The quest to create computers that can “see” has made huge progress in recent years. Fifteen years ago, computers could correctly identify what an image contains about 60 percent of the time. Now, it’s common to see success rates near 90 percent. But many computer systems still fail some of the simplest vision tests — thus reCAPTCHA’s continued usefulness.
Newer approaches aim to more closely resemble the human visual system by training computers to see images as they are — made up of actual objects — rather than as just a collection of pixels. These efforts are already yielding success, for example in helping develop robots that can “see” and grab objects.
Better neural networks
Computer vision models employ what are called visual neural networks. These networks use interconnected units called artificial neurons that, akin to in the brain, forge connections with each other as the system learns. Typically, these networks are trained on a set of images with descriptions, and eventually they can correctly guess what is in a new image they haven’t encountered before.
A major leap forward in this technology came in 2012 when, using a powerful version of what’s called a convolutional neural network, a model called AlexNet was able to correctly label images it hadn’t encountered before after teaching itself to recognize images on a training set. It won, by a large margin, the ImageNet Large Scale Visual Recognition Challenge, a contest that’s considered a benchmark for evaluating computer vision tasks. (AlexNet was developed by two students of computer scientist Geoffrey Hinton, the “Godfather of AI” who shared the Nobel Prize in physics in 2024.)
Despite this vastly improved performance, visual neural networks still make puzzling mistakes. In a classic example from 2017, a student-run AI research group at MIT tricked a neural network into labeling a picture of a cat as guacamole. By adding an imperceptible amount of pixel “noise” to the cat image, the model was completely thrown off.
“I was shocked that this was so easy to do — to make the models think the wrong thing,” says computer scientist Andrew Ilyas, a member of that student team who will start a new position in January at Carnegie Mellon University in Pittsburgh.

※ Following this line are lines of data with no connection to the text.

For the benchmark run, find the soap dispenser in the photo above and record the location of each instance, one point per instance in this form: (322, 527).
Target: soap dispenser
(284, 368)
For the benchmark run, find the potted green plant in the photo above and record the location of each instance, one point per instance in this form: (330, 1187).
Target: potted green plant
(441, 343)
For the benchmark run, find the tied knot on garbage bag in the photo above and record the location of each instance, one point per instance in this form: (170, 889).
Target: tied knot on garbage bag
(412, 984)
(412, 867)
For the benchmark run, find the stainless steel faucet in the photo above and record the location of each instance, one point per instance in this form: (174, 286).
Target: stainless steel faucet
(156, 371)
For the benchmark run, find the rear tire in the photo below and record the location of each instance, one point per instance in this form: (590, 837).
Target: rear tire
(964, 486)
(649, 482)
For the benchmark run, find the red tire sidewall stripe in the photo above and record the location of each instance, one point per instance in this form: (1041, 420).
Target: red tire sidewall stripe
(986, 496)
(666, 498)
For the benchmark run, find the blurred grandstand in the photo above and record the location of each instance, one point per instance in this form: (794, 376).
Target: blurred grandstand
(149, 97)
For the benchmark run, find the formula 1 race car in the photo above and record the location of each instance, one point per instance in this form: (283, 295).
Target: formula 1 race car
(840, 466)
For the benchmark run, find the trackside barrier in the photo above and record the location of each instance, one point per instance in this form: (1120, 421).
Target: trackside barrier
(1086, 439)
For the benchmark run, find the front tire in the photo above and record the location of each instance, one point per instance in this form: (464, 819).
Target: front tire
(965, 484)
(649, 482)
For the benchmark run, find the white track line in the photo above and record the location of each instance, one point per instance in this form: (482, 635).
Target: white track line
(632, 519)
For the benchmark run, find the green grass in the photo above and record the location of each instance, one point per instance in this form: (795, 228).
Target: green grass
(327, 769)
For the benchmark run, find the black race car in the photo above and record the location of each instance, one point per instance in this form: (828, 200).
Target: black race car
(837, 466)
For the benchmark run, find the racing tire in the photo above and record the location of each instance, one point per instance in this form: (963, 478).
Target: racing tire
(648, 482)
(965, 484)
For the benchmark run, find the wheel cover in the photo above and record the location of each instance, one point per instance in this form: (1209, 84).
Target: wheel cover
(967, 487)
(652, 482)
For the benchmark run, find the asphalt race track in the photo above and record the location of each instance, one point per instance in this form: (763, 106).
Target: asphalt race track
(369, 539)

In a classic example of tripping up an image-recognition program, a team in 2017 introduced some imperceptible noise into an image of a cat. Google’s InceptionV3 image classifier then mislabeled the image as guacamole.
CREDIT: A. ILYAS ET AL / PROCEEDINGS OF THE 35TH INTERNATIONAL CONFERENCE ON MACHINE LEARNING 2018
Moving every pixel in an image just slightly to the left or right can also confuse these visual networks. Researchers did this with images of otters, airplanes and binoculars, and the model could no longer identify the image despite it appearing identical to a person, computer scientists Yair Weiss and Aharon Azulay from Hebrew University of Jerusalem reported in 2019.
This susceptibility to minute changes stems from the compartmentalized way that visual neural networks learn. Instead of identifying a cat based on a true understanding of what a cat looks like, these approaches see a set of features that the network associates with “cat.” These features, however, are not inherent to the notion of “cat,” which Ilyas and his colleagues exploited in their often-cited guacamole example.
“Computers learn lazy shortcuts that are easily tampered with,” Ilyas says.
Today, convolutional neural networks are gradually being replaced by what are called vision transformers (ViTs). Typically trained on millions or even billions of images, ViTs divide images into groups of pixels called patches and cluster regions based on properties such as color and shape. These groupings are identified as physical features, such as a body part or a piece of furniture.
Vision transformers often perform better than previous approaches because they synthesize information from different areas of an image more efficiently, says machine learning researcher Alexey Dosovitskiy, who worked on ViTs at Google.
Blind spots in computer vision programs can be revealed via subtly altered images. The bottom row features four such “adversarial images,” that are still recognizable to human eyes but tripped up the computer.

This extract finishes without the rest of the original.